Looking Glass Logo

Looking Glass Studios

And the Immersive Sims


Looking Glass Studios was a video game studio that was founded in 1992 and closed in the 2000s but left an immense influence on the medium. In his years of life, video games and sagas of great relevance would be born, and great personalities from the video game world would make their careers. A large part of the study was made up of students from MIT, where the book Hackers (Steven Levy, 1984) and its ethics permeated the study. They did not crave money so much, but the desire to do incredible things[3,1].

One of the great contributions to the medium, apart from its excellent developers, was the birth of the Immersive Sims genre, sagas like Ultima Underworld, System Shock, and Thief were the first to contribute and lay the foundations of the genre so that, later, others studies, which were born from former members of the study, would contribute and enrich the genre with games such as Deux Ex, Bioshock, and all Arkane video games.

But how exactly do we define what an Immersive Sim is?

According to Warren Spector, one of the great developers of the genre, he was looking for the freedom and immersion that role-playing games gave, being absorbed in a fictional world and that you could do everything you want, depending on the role of your character[2,1]. That philosophy will be transferred in the games he has worked on, giving them that freedom so that the player can solve problems the way they want, being in an interactive world that responds to stimuli.

From that we could also add that the way to see these games is in the first person, which is the most personal way there is to live that immersive experience, as there is no way to see a game that is categorized as "Walking Simulator" that not be in the first person, because it needs that implication, but then there are games like modern Fallout, which can be categorized as an Immersive Sim because they meet certain characteristics, but they have the function of switching between first and third person. It is clear that all the big and important titles have been in the first person, but there can always be debate about whether it is strictly necessary, although in my opinion, it is essential.

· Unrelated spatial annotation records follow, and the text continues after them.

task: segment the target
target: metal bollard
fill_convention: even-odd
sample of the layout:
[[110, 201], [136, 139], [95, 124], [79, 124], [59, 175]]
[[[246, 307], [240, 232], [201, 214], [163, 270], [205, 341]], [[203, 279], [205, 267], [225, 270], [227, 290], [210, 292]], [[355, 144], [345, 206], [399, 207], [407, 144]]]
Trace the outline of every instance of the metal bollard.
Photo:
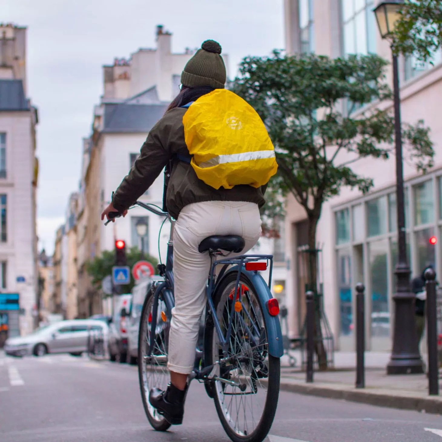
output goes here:
[[356, 286], [356, 388], [365, 388], [365, 305], [364, 284]]
[[436, 299], [436, 286], [437, 283], [436, 272], [433, 269], [425, 271], [427, 282], [427, 338], [428, 347], [428, 394], [439, 394], [439, 380], [438, 369], [437, 306]]
[[307, 379], [306, 382], [313, 382], [313, 355], [315, 351], [315, 305], [313, 292], [305, 293], [307, 299]]

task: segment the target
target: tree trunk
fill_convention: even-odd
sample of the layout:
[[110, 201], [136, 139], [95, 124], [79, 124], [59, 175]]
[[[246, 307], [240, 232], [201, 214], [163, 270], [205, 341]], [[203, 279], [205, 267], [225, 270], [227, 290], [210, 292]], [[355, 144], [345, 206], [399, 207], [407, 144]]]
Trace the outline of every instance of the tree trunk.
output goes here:
[[311, 290], [314, 293], [315, 305], [315, 350], [318, 357], [319, 370], [324, 371], [327, 369], [327, 354], [324, 346], [321, 328], [321, 306], [318, 296], [318, 251], [316, 248], [316, 228], [319, 217], [309, 217], [309, 251], [308, 252], [308, 267], [309, 281]]

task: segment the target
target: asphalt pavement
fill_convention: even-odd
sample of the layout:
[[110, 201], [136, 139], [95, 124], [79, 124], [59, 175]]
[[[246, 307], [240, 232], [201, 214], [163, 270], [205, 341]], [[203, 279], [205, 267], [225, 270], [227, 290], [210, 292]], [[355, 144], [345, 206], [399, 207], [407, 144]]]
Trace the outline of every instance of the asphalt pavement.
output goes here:
[[[152, 430], [136, 367], [85, 357], [0, 355], [1, 442], [228, 442], [192, 383], [183, 424]], [[442, 442], [442, 416], [282, 392], [267, 442]]]

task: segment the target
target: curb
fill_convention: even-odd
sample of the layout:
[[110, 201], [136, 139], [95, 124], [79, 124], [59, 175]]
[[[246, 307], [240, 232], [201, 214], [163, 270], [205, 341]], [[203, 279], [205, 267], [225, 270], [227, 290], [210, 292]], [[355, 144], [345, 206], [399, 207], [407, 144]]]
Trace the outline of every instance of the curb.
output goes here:
[[339, 389], [321, 385], [297, 384], [282, 381], [282, 391], [298, 393], [307, 396], [317, 396], [332, 399], [340, 399], [352, 402], [366, 404], [377, 407], [412, 410], [432, 414], [442, 415], [442, 398], [440, 396], [421, 397], [419, 396], [399, 396], [375, 392], [366, 389]]

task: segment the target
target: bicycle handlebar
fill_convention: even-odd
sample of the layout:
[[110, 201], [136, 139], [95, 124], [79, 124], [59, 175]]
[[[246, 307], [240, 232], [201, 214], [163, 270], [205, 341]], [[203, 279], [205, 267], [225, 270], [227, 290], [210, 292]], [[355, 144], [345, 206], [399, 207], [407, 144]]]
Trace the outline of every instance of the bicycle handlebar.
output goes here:
[[[139, 206], [140, 207], [145, 209], [146, 210], [149, 210], [152, 213], [158, 215], [160, 217], [169, 216], [169, 214], [167, 212], [163, 212], [159, 209], [156, 209], [155, 208], [155, 206], [153, 206], [153, 205], [149, 204], [149, 203], [146, 204], [141, 201], [137, 201], [134, 206]], [[122, 216], [123, 214], [120, 213], [119, 212], [110, 212], [107, 214], [107, 221], [104, 223], [104, 225], [107, 225], [113, 220], [115, 219], [116, 218], [119, 218]]]

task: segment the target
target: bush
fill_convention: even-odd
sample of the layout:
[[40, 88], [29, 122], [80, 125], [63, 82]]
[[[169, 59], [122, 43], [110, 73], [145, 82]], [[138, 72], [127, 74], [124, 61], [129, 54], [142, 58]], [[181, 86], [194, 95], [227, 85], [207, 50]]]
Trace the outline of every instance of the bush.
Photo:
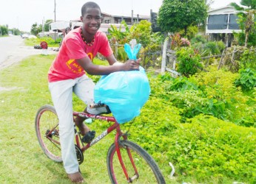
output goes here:
[[236, 87], [241, 87], [243, 91], [248, 91], [256, 87], [256, 70], [247, 68], [240, 71], [240, 77], [235, 81]]
[[186, 77], [193, 75], [202, 69], [201, 56], [191, 47], [183, 47], [176, 52], [178, 71]]

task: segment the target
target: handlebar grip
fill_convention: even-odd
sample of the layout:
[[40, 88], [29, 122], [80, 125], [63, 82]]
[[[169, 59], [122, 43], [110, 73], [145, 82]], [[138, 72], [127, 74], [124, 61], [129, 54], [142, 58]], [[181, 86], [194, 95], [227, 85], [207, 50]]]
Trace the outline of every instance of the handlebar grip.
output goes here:
[[90, 108], [97, 108], [97, 107], [107, 107], [107, 105], [104, 105], [104, 104], [101, 104], [101, 103], [99, 103], [99, 104], [90, 104]]

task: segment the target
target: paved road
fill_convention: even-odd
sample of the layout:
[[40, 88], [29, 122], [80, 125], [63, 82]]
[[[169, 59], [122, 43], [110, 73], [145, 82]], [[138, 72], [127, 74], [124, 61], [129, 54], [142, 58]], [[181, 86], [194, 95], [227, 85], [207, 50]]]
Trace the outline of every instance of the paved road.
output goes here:
[[[53, 48], [49, 48], [47, 53], [56, 54], [56, 52], [53, 51]], [[30, 55], [41, 54], [43, 52], [41, 49], [24, 46], [24, 40], [20, 36], [0, 38], [0, 70]]]
[[[41, 49], [35, 49], [33, 46], [26, 46], [24, 40], [20, 36], [10, 36], [0, 38], [0, 70], [10, 66], [24, 58], [35, 54], [56, 54], [53, 48], [48, 48], [47, 52]], [[15, 90], [16, 87], [5, 88], [1, 86], [0, 92], [3, 91]]]

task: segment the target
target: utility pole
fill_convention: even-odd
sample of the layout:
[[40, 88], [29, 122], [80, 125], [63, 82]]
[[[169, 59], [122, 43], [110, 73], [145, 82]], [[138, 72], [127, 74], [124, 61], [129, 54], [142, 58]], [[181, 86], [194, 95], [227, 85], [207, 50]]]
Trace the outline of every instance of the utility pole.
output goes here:
[[54, 0], [54, 21], [56, 21], [56, 0]]

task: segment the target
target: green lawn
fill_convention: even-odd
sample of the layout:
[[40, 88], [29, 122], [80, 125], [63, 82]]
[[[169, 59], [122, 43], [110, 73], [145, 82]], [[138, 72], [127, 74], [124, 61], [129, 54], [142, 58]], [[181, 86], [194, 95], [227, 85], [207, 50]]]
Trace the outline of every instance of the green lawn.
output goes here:
[[[0, 183], [70, 183], [62, 163], [44, 155], [35, 133], [37, 110], [52, 105], [47, 77], [53, 58], [33, 56], [0, 71], [0, 86], [12, 89], [0, 91]], [[74, 108], [81, 110], [83, 104], [74, 99]], [[90, 127], [100, 133], [106, 124]], [[112, 141], [109, 135], [84, 153], [81, 170], [87, 183], [110, 183], [106, 157]]]
[[[47, 71], [54, 57], [33, 56], [0, 70], [0, 87], [5, 89], [0, 91], [0, 183], [70, 183], [62, 163], [52, 161], [43, 153], [34, 127], [38, 109], [52, 105]], [[94, 62], [104, 63], [98, 60]], [[97, 80], [98, 77], [93, 79]], [[149, 78], [151, 97], [141, 116], [121, 128], [131, 130], [129, 139], [154, 157], [166, 183], [255, 183], [255, 128], [203, 114], [181, 123], [182, 109], [168, 100], [173, 95], [164, 96], [166, 83], [160, 85], [161, 79], [153, 79]], [[75, 96], [73, 99], [74, 110], [82, 110], [84, 105]], [[248, 107], [247, 112], [255, 109], [254, 105]], [[244, 113], [241, 108], [240, 111]], [[95, 121], [90, 127], [98, 135], [107, 125]], [[113, 135], [110, 135], [84, 152], [85, 160], [80, 169], [86, 183], [110, 183], [106, 157], [112, 142]], [[172, 171], [169, 162], [175, 168], [173, 180], [169, 177]]]

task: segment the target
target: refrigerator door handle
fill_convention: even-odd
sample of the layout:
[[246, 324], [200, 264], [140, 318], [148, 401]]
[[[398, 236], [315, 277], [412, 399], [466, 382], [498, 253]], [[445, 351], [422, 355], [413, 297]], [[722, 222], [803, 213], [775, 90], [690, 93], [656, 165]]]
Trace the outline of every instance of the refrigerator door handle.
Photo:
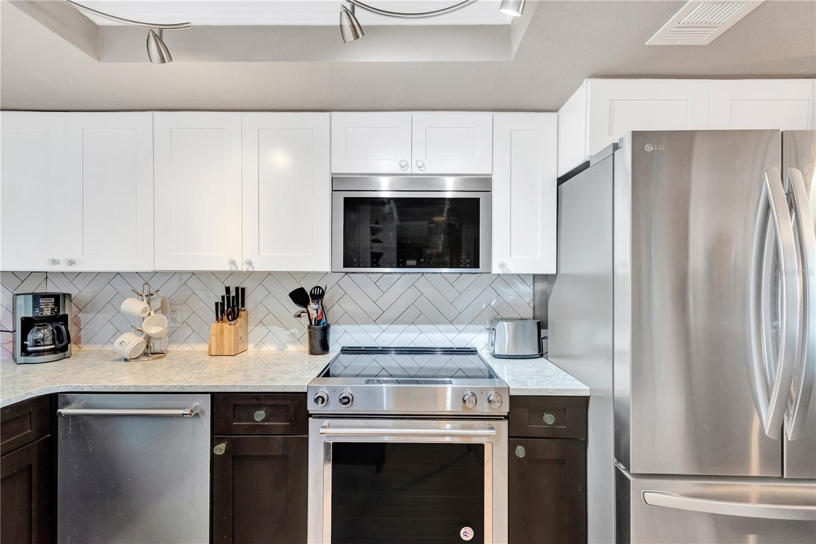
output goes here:
[[789, 190], [793, 208], [794, 225], [799, 236], [800, 270], [802, 278], [801, 334], [794, 367], [792, 397], [785, 417], [785, 432], [788, 440], [800, 438], [805, 431], [814, 380], [816, 376], [816, 227], [808, 201], [808, 192], [802, 173], [788, 168], [785, 188]]
[[[793, 236], [793, 224], [787, 208], [787, 199], [779, 175], [779, 169], [765, 170], [762, 195], [757, 212], [754, 234], [754, 263], [752, 271], [751, 334], [753, 352], [752, 367], [748, 378], [756, 411], [765, 435], [778, 440], [785, 421], [785, 409], [790, 398], [793, 367], [800, 341], [799, 319], [801, 299], [799, 281], [788, 276], [789, 271], [798, 268]], [[768, 217], [769, 215], [769, 217]], [[774, 356], [769, 332], [772, 329], [770, 294], [766, 277], [770, 269], [773, 239], [776, 242], [782, 270], [774, 276], [779, 281], [780, 320], [779, 345]]]
[[738, 515], [766, 520], [816, 521], [816, 506], [734, 502], [711, 498], [685, 497], [660, 491], [644, 491], [643, 502], [651, 506], [663, 506], [717, 515]]

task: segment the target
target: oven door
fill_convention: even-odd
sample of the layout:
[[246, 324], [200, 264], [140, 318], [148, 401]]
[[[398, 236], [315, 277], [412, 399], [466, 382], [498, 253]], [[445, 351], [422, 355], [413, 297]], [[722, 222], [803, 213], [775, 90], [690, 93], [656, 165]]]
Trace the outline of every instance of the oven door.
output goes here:
[[503, 419], [309, 420], [309, 542], [506, 542]]
[[489, 272], [492, 195], [335, 191], [333, 272]]

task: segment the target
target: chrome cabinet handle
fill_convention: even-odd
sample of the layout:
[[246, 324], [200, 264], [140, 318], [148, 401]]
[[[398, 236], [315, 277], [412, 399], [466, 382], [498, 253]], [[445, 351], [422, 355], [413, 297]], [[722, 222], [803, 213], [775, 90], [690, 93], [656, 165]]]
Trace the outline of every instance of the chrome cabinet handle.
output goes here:
[[320, 427], [321, 436], [495, 436], [496, 429], [486, 425], [485, 429], [333, 429], [328, 424]]
[[201, 412], [197, 402], [187, 408], [77, 408], [66, 406], [56, 411], [61, 417], [66, 416], [158, 416], [166, 418], [192, 418]]
[[816, 506], [810, 505], [717, 501], [659, 491], [644, 491], [643, 502], [651, 506], [663, 506], [721, 515], [738, 515], [745, 518], [764, 518], [765, 520], [816, 520]]
[[[788, 168], [785, 175], [785, 188], [789, 190], [793, 208], [794, 224], [799, 236], [800, 252], [798, 273], [801, 275], [802, 313], [801, 327], [796, 350], [792, 382], [793, 397], [785, 417], [785, 432], [788, 440], [801, 438], [805, 420], [810, 405], [814, 375], [816, 375], [816, 225], [810, 213], [808, 191], [802, 173]], [[811, 422], [811, 425], [813, 422]]]
[[[773, 261], [773, 232], [776, 233], [779, 261], [783, 270], [779, 278], [781, 293], [779, 345], [776, 356], [768, 332], [771, 330], [771, 296], [767, 276]], [[801, 300], [799, 282], [787, 277], [787, 271], [797, 268], [793, 225], [787, 210], [785, 190], [778, 168], [765, 173], [762, 193], [754, 232], [753, 266], [750, 296], [751, 336], [754, 360], [748, 372], [752, 396], [762, 422], [765, 435], [777, 440], [785, 420], [785, 409], [793, 381], [793, 367], [797, 352], [799, 318]], [[756, 285], [759, 285], [757, 291]]]

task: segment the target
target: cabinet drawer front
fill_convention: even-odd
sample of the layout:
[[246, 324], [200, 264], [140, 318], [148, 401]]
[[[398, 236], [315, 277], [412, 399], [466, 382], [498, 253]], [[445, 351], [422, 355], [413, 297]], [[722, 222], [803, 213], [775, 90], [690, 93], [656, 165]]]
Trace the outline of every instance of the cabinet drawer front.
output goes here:
[[0, 455], [50, 434], [48, 396], [39, 396], [0, 409]]
[[586, 438], [583, 396], [514, 396], [510, 402], [510, 436]]
[[215, 395], [213, 430], [220, 435], [305, 435], [306, 395]]

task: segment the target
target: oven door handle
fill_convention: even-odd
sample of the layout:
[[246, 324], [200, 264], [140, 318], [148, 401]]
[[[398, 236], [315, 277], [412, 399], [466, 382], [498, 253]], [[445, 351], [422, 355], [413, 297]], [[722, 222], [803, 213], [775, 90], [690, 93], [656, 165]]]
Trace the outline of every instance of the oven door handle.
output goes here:
[[328, 423], [320, 427], [321, 436], [452, 436], [452, 437], [492, 437], [496, 436], [496, 429], [486, 424], [484, 429], [378, 429], [378, 428], [339, 428], [333, 429]]

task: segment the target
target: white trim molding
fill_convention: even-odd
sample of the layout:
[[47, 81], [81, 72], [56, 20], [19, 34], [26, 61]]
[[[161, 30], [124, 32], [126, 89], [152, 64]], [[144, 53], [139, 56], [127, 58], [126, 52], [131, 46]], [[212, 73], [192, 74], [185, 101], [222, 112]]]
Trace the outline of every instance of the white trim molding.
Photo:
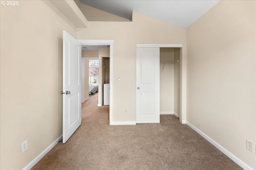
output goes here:
[[244, 163], [240, 159], [233, 154], [231, 152], [229, 152], [223, 147], [219, 144], [212, 138], [207, 136], [200, 130], [197, 129], [191, 123], [187, 121], [186, 121], [186, 124], [188, 125], [188, 126], [192, 128], [192, 129], [193, 129], [194, 131], [196, 132], [198, 134], [202, 136], [204, 138], [206, 139], [207, 141], [211, 143], [213, 146], [215, 147], [217, 149], [220, 150], [220, 151], [223, 153], [227, 156], [230, 158], [236, 164], [241, 166], [243, 169], [244, 170], [253, 170], [253, 168], [250, 167], [249, 165]]
[[174, 112], [173, 114], [175, 115], [175, 116], [176, 116], [177, 117], [178, 117], [178, 118], [180, 118], [180, 115], [178, 115], [178, 114], [177, 114], [176, 113], [175, 113], [175, 112]]
[[173, 111], [160, 111], [160, 115], [173, 115], [174, 112]]
[[110, 125], [135, 125], [136, 121], [114, 121], [110, 122]]
[[137, 48], [160, 48], [182, 47], [182, 44], [136, 44]]
[[59, 142], [59, 141], [60, 141], [62, 139], [62, 135], [60, 137], [58, 137], [54, 142], [53, 142], [51, 145], [50, 145], [48, 147], [47, 147], [40, 154], [39, 154], [37, 156], [33, 159], [31, 162], [30, 162], [28, 165], [26, 166], [23, 170], [30, 170], [32, 168], [34, 167], [36, 164], [38, 163], [40, 160], [42, 159], [44, 156], [50, 150], [53, 148]]

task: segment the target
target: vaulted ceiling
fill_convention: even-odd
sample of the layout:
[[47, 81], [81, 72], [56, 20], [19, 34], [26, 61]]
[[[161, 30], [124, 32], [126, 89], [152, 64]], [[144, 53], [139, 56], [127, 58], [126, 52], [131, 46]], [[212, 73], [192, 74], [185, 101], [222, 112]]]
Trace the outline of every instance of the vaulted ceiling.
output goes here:
[[131, 20], [132, 11], [187, 28], [220, 0], [80, 0], [81, 3]]

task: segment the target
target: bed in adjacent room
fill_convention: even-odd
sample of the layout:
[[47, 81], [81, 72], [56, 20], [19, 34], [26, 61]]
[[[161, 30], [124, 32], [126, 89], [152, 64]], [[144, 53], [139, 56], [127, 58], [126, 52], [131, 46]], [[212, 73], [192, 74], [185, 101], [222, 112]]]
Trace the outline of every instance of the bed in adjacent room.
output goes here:
[[98, 92], [99, 85], [96, 84], [89, 84], [89, 94], [92, 95]]

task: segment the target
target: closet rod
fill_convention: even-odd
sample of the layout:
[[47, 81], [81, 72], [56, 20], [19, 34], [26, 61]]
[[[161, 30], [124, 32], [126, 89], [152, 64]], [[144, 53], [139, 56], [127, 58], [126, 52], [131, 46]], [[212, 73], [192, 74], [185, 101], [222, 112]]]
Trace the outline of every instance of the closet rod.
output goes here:
[[160, 62], [178, 62], [179, 60], [161, 60]]

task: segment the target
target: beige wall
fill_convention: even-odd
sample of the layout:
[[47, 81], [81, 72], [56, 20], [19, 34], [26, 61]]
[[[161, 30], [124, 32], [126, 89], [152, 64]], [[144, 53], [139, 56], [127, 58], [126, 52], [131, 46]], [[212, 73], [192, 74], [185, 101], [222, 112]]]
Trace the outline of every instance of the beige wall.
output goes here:
[[[174, 55], [174, 48], [160, 48], [160, 60], [173, 60]], [[173, 113], [174, 111], [174, 63], [160, 62], [160, 114]]]
[[82, 51], [82, 57], [98, 57], [98, 51]]
[[180, 115], [180, 48], [174, 48], [174, 59], [178, 60], [178, 62], [174, 62], [174, 114], [176, 115]]
[[187, 120], [254, 169], [256, 6], [221, 1], [187, 31]]
[[62, 31], [76, 36], [48, 1], [19, 2], [0, 6], [3, 170], [22, 169], [62, 134]]
[[182, 43], [186, 55], [185, 29], [136, 12], [132, 18], [132, 22], [89, 22], [88, 28], [78, 29], [78, 39], [114, 40], [113, 121], [136, 121], [136, 43]]

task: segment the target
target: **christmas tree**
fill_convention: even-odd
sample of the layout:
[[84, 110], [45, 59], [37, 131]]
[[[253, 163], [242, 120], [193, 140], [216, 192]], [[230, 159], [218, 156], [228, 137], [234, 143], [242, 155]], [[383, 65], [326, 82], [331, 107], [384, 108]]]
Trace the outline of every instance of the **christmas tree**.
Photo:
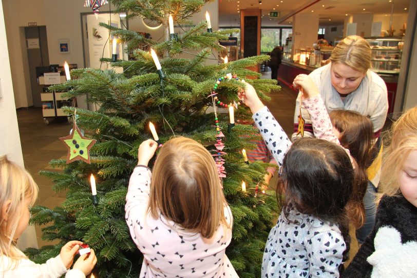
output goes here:
[[[86, 131], [86, 137], [97, 143], [91, 149], [90, 164], [81, 161], [67, 164], [65, 160], [53, 160], [50, 164], [63, 171], [42, 172], [53, 181], [55, 191], [67, 190], [67, 193], [61, 207], [32, 208], [32, 222], [46, 225], [43, 238], [59, 242], [39, 250], [27, 249], [26, 253], [32, 260], [44, 262], [59, 254], [66, 242], [80, 240], [96, 251], [96, 276], [139, 275], [142, 256], [125, 221], [125, 197], [130, 175], [137, 164], [138, 147], [151, 137], [148, 125], [151, 122], [162, 143], [174, 134], [185, 136], [212, 151], [219, 138], [216, 135], [224, 135], [220, 137], [225, 153], [221, 155], [226, 172], [222, 180], [234, 216], [233, 240], [226, 252], [240, 277], [260, 276], [265, 242], [277, 209], [273, 192], [266, 194], [259, 190], [255, 194], [254, 189], [257, 185], [264, 184], [265, 169], [270, 165], [244, 163], [241, 150], [253, 148], [248, 140], [259, 138], [258, 133], [252, 126], [238, 124], [228, 132], [229, 115], [219, 113], [217, 109], [226, 106], [224, 104], [239, 101], [237, 92], [244, 86], [240, 78], [252, 84], [266, 101], [269, 99], [267, 94], [279, 87], [276, 81], [259, 79], [259, 73], [247, 69], [268, 59], [267, 55], [207, 64], [206, 61], [215, 57], [214, 52], [221, 49], [219, 40], [227, 39], [230, 33], [238, 30], [212, 30], [204, 21], [181, 34], [170, 35], [169, 14], [180, 26], [190, 24], [187, 18], [208, 2], [113, 0], [116, 12], [127, 12], [128, 18], [142, 17], [162, 24], [166, 30], [164, 41], [157, 42], [132, 31], [101, 24], [132, 54], [133, 58], [129, 61], [102, 58], [111, 66], [122, 67], [123, 73], [112, 69], [75, 69], [71, 71], [72, 80], [51, 88], [68, 91], [68, 97], [86, 94], [87, 101], [98, 105], [99, 109], [96, 111], [77, 109], [74, 118], [77, 125]], [[146, 51], [142, 50], [144, 45], [148, 46]], [[157, 71], [149, 48], [159, 55], [161, 71]], [[182, 58], [186, 51], [194, 51], [194, 57]], [[229, 73], [235, 77], [230, 78]], [[217, 94], [211, 96], [213, 92]], [[214, 106], [215, 115], [207, 111]], [[244, 106], [238, 106], [235, 114], [249, 118]], [[75, 109], [67, 107], [65, 111], [73, 115]], [[242, 138], [240, 135], [243, 134], [247, 136]], [[96, 178], [97, 205], [91, 201], [91, 174]], [[246, 183], [246, 191], [242, 190], [242, 181]]]

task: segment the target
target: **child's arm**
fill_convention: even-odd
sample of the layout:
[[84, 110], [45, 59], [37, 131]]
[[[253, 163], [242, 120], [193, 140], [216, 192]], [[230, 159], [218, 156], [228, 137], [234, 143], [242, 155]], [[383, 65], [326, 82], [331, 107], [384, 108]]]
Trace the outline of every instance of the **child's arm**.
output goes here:
[[[340, 146], [339, 139], [333, 131], [332, 122], [325, 103], [311, 78], [306, 74], [299, 74], [294, 78], [293, 85], [300, 89], [302, 104], [310, 115], [316, 138]], [[350, 152], [347, 149], [343, 148], [349, 155], [352, 164], [354, 165]]]
[[252, 118], [259, 129], [267, 147], [271, 151], [275, 161], [280, 166], [291, 142], [283, 129], [263, 105], [253, 87], [246, 84], [243, 99], [253, 113]]
[[310, 277], [338, 277], [338, 267], [346, 249], [343, 237], [333, 230], [314, 233], [306, 243]]
[[150, 178], [151, 173], [147, 167], [148, 163], [156, 150], [158, 144], [149, 140], [144, 141], [138, 151], [138, 166], [130, 176], [129, 188], [126, 195], [126, 222], [130, 230], [130, 235], [136, 245], [139, 244], [136, 233], [143, 224], [144, 219], [149, 202]]

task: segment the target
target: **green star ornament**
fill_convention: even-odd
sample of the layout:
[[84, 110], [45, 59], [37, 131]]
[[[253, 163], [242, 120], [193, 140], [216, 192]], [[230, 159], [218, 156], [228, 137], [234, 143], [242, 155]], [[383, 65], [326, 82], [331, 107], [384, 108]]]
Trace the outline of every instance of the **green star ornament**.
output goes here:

In a post-mortem interview on Deus Ex, Spector elaborates a little more on what this term means, explaining that an Immersive Sim has to make you feel like you're not in a video game, that there's nothing that can take you out of that experience and that you don't you realize that you are playing a game, and if there are elements of the medium that could take you out of the experience, be diegetic with its world. It's all about how you interact with a relatively complex environment in ways that you find interesting (rather than in ways the developers think are interesting), and in ways that move you closer to accomplishing your goals (not the developers' goals). If the player is given all the tools to interact, he will have to deal with the consequences of his actions, the game has to be an expression of the player[6].

It is also said that these types of games have emergent gameplay, by having so many systems in operation, they can interact with each other without having to be thought of at the time of their creation, in this way the player can make decisions that make that their experience playing that video game is different from that of another player, and that they are rewarded for using a connection that was not intended from the beginning [7].


With all this, we will try to repair the history of the study and for the games that would mark the first era of the Immersive Sims, and with the most important ones, we will try to go deeper into the reason for its weight in another section.